Are you a farmer who has been struggling to keep up with the production demands due to the climatic changes? Or you are a producer of renewable energy and have been struggling with intense heat and weather. With the increase in temperature, solar panels get too hot and do not function properly and the crops also demand more water.
Agrivoltaics – The New Age Agricultural Solar Installation
According to latest studies by the associate professor at the University of Arizona, Greg Barron-Gafford, combining the two systems, solar panel (photovoltaic) infrastructure and agriculture can create a mutually beneficial relationship. Co-locating the two by planting the crops under the shade of solar panels is known as agrivoltaics. The environment under the panels is much cooler in summer and stays warmer in the winters.

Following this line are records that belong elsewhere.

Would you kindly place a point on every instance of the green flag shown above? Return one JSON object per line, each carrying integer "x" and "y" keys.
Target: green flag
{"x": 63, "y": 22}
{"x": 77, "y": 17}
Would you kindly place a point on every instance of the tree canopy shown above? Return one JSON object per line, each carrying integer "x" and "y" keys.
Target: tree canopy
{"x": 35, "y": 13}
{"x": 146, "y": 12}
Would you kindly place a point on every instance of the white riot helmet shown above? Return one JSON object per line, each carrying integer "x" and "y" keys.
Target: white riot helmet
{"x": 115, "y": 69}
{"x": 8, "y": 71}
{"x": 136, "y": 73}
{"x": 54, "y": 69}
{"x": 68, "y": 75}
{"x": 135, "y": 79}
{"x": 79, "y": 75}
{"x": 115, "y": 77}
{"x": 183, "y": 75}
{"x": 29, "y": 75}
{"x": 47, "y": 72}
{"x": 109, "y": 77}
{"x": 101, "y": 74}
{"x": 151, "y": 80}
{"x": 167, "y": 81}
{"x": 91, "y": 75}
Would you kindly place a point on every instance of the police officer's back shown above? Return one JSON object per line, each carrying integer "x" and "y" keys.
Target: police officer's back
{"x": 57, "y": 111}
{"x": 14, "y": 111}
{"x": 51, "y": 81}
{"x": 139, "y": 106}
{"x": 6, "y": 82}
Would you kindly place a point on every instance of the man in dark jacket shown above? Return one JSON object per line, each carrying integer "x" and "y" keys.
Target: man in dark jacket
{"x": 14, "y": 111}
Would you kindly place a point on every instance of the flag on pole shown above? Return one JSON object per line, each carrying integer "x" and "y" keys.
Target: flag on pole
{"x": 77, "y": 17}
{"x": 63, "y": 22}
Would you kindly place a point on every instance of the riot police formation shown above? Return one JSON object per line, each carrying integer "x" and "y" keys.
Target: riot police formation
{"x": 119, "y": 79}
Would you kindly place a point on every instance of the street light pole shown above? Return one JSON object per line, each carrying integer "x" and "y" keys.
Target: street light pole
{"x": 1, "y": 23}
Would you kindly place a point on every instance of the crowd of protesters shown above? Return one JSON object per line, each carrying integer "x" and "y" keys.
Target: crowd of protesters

This reduces the rate of evaporation of irrigation waters during summers and plants do not get stressed out.
The very reason that agricultural solar has become very popular is that more and more farmers are realizing that crops which grow under lower drought stress require less water, and they are able to photosynthesize longer and grow more efficiently.
Southwestern US has overabundance of sunlight, and the primary means of installing agricultural solar is to pack them densely into a site. The benefits of agrivoltaics do not change the density, but elevate the solar panels so that the crops can grow in nearly full shade. The good part is that this can cut back about 75% of the direct sunlight hitting the plants, but there is still so much diffuse light that makes it under the panels that the plants can grow well.
Barron-Gafford with his team have been working with farmers through the university's extension office to design the test plots. The farmers help the researchers decide on test crops. Every spring and fall they grow beans, tomatoes, different types of peppers and even high-value herbs and spices. The whole idea is to show the potential additional profits that can come from selecting crops that might not otherwise grow well in typical conditions, but can grow well in the shade of solar panels, as well.
How Solar Panels Benefit from the Crops?
Solar panels can benefit a lot from the co-location. When the temperature is above 75° Fahrenheit, solar panels begin under-performing as they become too hot. The evaporation of water from the crops creates localized cooling, thus reducing the heat stress on the panels overhead. This boosts their performance and it becomes a win-win situation at the food-water-energy nexus.